Run The Jewels
(Jewel Runners / BMG *** 1/2)
Run the Jewels’ new album, the emphatic, unrelenting RTJ4, was released earlier this month, just days after Americans took to the streets to protest the death of George Floyd at the hands of police. It was perfectly suited to the moment.
Rapper Killer Mike grabbed the nation’s attention with an emotional, off-the-cuff speech where he pleaded with angry protesters “not to burn your own house down for anger with an enemy,” adding “we want to see the system that sets up for systemic racism burnt to the ground.”
RTJ4 speaks to the present by drawing on recent history. On “Walking in the Snow,” Killer Mike raps about the costs of mass incarceration and a nation that’s lost its capacity for empathy, rhyming about the 2014 death of Eric Garner in details that also describe the death of George Floyd. “You so numb, you watch the cops choke out a man like me / Until my voice goes from a shriek to a whisper: I can’t breathe.' ”
Run the Jewels are unlikely agit-rap heroes. Hip-hop is supposed to be youth music, but both Mike and his white partner El-P are practitioners in their mid-40s, aiming to make music that speaks to the streets.
They’re succeeding. One of the remarkable things about RTJ4 is that, on their fourth album, the ardor and the dexterity of their hard-hitting fury don’t sound the slightest bit diminished.
Pretty much everything works. That goes for the easy camaraderie that the two rappers display throughout, and for the contributions of guests. Pharrell Williams and Zack de la Rocha join in on the “Look at all these slave masters posing on your dollar” chant on “Ju$t,” and gospel great Mavis Staples is expertly deployed on “Pulling the Pin.” That song is in part about a grenade of insurrection that is set go off, and RTJ4 puts the sound of that explosion to music.
— Dan DeLuca
(Dead Oceans, *** 1/2 stars)
Phoebe Bridgers has kept busy since she debuted with 2017′s acclaimed Stranger in the Alps. She teamed with her indie-folk peers Lucy Dacus and Julien Baker for an EP as boygenius, and she partnered with Conor Oberst, one of her emo inspirations, for an album as Better Oblivion Community Center. Those friends also drop in on Punisher, Bridgers’ second solo release and one that builds on the promise of Stranger.
Bridgers is adept at examining moments of disillusionment or thwarted desire and lacing them with knowing humor. “The doctor put her hands over my liver. / She told me my resentment’s getting smaller,” she sings atop muted, pulsing guitars in the quietly reflective “Garden Song.” “I swear I’m not angry, / that’s just my face,” she sings gently, cushioned by strings, in the title track, in which she imagines awkwardly meeting Elliott Smith, one of her heroes.

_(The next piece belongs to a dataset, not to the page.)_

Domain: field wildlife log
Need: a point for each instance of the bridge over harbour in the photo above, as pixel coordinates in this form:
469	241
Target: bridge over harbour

The album is full of repeated images and lovely melodies — on “Halloween” and “Graceland Too,” especially — but it’s punctuated with songs that open up into something cathartic, such as the rousing horns (courtesy of Bright Eyes’ Nathaniel Walcott) in “Kyoto,” the electric guitars that build in “Chinese Satellite,” and the dense cacophony that aptly concludes the apocalyptic celebration “I Know the End.”
— Steve Klinge
(Black Baby Digital / Soulspazm Records *** 1/2)
Philadelphia poet, rapper, and musician Khemist is by no means new to the game. His 2012 mixtape, Death 2 Wack Rappers (hosted by the Roots’ Black Thought), the noise-jazzy 2019 single, “I Been on a Budget,” and the jittery Puzzle Pieces, show off a breezy baritone, a serpentine flow, and a darting delivery where smartly crafted phrases speak of enrichment and empowerment against the backdrop of a city welling up in tears.
Khemist has also been part of the city’s literary scene as a workshop leader for the Philadelphia Youth Poetry Movement, among other affiliations. Add in gentle free jazz, summer choral funk, and the righteous rage of the black experience, and you have Khemtrails.
Khemist’s sharp and sweet Khemtrails — produced by the DYAD team of Philadelphia jazz instrumentalists Micah Forsyth and Anwar Marshall — lovingly follows in the footsteps of fellow Philly rap greats like Thought and Freeway, with lofty dreams and rhyme schemes sparring in a single bar on cuts like “What’s at Stake.”
Musically too, there’s a million vibes crammed into Khemtrails, including the rough-rocking look at higher powers (”Sampson”), the Sly Stone-meets-Fela Kuti jive of “Two Up Two Down,” and the spare percussive workout “Upright.”
And with all that, Khemtrails’ brevity makes you hungry for more.